# Jigs using Aluminum Extrusions?



## Scootles (Feb 27, 2013)

I worked in a cabinet shop and we had a few jigs that were made with aluminum extrusions.They were exceptionally stable.

I want to make a jig to route out dado's using aluminum extrusions like this. Have any of you ever done it? If so, where do you get parts for it?
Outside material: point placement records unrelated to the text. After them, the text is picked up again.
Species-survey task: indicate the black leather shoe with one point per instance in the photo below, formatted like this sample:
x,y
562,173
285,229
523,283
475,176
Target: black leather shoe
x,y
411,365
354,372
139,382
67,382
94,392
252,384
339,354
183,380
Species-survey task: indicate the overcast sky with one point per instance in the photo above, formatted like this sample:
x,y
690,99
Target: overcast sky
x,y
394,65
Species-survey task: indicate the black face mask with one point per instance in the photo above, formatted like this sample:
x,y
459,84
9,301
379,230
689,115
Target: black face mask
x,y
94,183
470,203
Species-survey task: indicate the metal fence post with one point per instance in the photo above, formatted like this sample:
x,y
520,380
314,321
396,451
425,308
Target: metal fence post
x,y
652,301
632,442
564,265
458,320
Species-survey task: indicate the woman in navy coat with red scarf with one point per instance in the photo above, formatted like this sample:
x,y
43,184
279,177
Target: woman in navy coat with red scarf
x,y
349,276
Basically what I'm thinking is a manual CNC type thing that only goes 2 directions. Forward to back. Ideas?


----------



## Loren (May 30, 2008)

Ebay. Look for "t slot extrusion".

80/20 has an extensive catalog.


----------



## Scootles (Feb 27, 2013)

Is there any benefit of that over this http://openbuildspartstore.com/
I'm seeing that things like 'wheels' and 'bearings' are ridiculously expensive… around 25+$ each for the T slot, whereas the V shaped extrusions wheels/bearings are only around 3-5$ each. I'm not looking to make this an exceptionally expensive project if I can help it. I'd really like to make something rigid for use with certain repeatable cuts like dados


----------



## Loren (May 30, 2008)

This guy was selling bearing sets which can be mounted on round
tubes, which are cheaper and easier to get than t slot extrusions.


----------